From mboxrd@z Thu Jan  1 00:00:00 1970
Received: with ECARTIS (v1.0.0; list linux-mips); Thu, 10 Apr 2003 21:17:52 +0100 (BST)
Received: from pasmtp.tele.dk ([IPv6:::ffff:193.162.159.95]:24327 "EHLO
	pasmtp.tele.dk") by linux-mips.org with ESMTP id <S8225205AbTDJURv>;
	Thu, 10 Apr 2003 21:17:51 +0100
Received: from ekner.info (0x83a4a968.virnxx10.adsl-dhcp.tele.dk [131.164.169.104])
	by pasmtp.tele.dk (Postfix) with ESMTP
	id 8350FB56B; Thu, 10 Apr 2003 22:17:46 +0200 (CEST)

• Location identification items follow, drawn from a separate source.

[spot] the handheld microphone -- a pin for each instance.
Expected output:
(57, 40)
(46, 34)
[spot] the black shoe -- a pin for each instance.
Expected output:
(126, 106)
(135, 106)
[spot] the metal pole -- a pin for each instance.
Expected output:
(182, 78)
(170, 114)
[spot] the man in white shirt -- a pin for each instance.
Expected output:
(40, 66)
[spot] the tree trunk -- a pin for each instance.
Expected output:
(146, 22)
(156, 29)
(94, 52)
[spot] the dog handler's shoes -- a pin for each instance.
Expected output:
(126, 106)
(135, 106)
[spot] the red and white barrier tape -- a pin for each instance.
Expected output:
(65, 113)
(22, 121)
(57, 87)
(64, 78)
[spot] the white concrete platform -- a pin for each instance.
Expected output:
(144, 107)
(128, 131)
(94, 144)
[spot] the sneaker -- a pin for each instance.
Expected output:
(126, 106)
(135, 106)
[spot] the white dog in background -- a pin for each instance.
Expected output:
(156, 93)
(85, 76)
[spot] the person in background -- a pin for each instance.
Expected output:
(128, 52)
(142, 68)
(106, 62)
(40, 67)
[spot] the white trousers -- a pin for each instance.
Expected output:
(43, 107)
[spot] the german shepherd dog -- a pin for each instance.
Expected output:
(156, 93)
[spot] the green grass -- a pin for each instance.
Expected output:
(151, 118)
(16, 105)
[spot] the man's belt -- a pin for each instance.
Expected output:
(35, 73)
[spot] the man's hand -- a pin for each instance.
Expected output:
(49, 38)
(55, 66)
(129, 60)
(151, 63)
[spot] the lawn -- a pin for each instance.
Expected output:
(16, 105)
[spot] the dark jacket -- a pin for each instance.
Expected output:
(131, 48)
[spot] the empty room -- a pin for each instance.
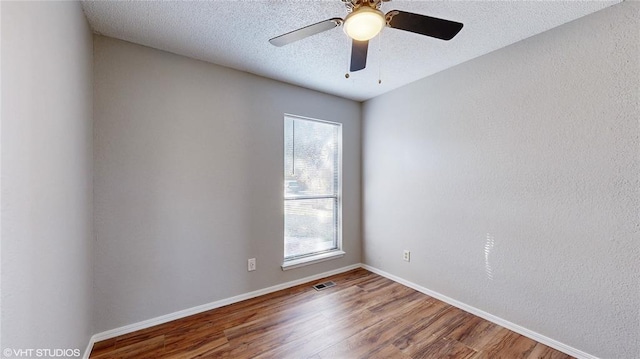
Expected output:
(320, 179)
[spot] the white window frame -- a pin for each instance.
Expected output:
(296, 262)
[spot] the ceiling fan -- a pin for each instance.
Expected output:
(364, 21)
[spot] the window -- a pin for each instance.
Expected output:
(312, 156)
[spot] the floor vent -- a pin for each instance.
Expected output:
(324, 285)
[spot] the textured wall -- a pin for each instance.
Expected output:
(189, 171)
(513, 180)
(47, 217)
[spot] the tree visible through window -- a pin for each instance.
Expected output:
(311, 187)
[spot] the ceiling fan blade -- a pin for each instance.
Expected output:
(423, 25)
(359, 55)
(306, 31)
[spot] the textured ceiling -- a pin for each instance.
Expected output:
(235, 34)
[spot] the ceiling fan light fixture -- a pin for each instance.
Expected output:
(364, 23)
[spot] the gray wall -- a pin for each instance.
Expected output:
(189, 181)
(513, 180)
(47, 217)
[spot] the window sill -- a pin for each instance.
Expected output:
(312, 260)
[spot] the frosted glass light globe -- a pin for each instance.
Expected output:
(364, 23)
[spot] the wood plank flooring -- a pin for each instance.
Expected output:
(363, 316)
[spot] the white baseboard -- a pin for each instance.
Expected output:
(490, 317)
(220, 303)
(203, 308)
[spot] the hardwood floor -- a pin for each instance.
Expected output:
(363, 316)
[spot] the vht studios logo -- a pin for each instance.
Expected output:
(40, 353)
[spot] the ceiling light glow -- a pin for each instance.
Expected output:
(364, 23)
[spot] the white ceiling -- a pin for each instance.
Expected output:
(236, 33)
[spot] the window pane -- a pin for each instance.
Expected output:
(311, 158)
(309, 226)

Message-ID: <3E95D16D.1671BA5A@ekner.info>
Date: Thu, 10 Apr 2003 22:17:49 +0200
From: Hartvig Ekner <hartvig@ekner.info>
X-Mailer: Mozilla 4.79 [en] (X11; U; Linux 2.4.18-19.7.x i686)
X-Accept-Language: en
MIME-Version: 1.0
To: Jan-Benedict Glaw <jbglaw@lug-owl.de>
Cc: Linux MIPS mailing list <linux-mips@linux-mips.org>
Subject: Re: ext3 under MIPS?
References: <3E954651.C7AECB90@ekner.info> <20030410154050.GI5242@lug-owl.de>
Content-Type: text/plain; charset=us-ascii
Content-Transfer-Encoding: 7bit
Return-Path: <hartvig@ekner.info>
X-Envelope-To: <"|/home/ecartis/ecartis -s linux-mips"> (uid 0)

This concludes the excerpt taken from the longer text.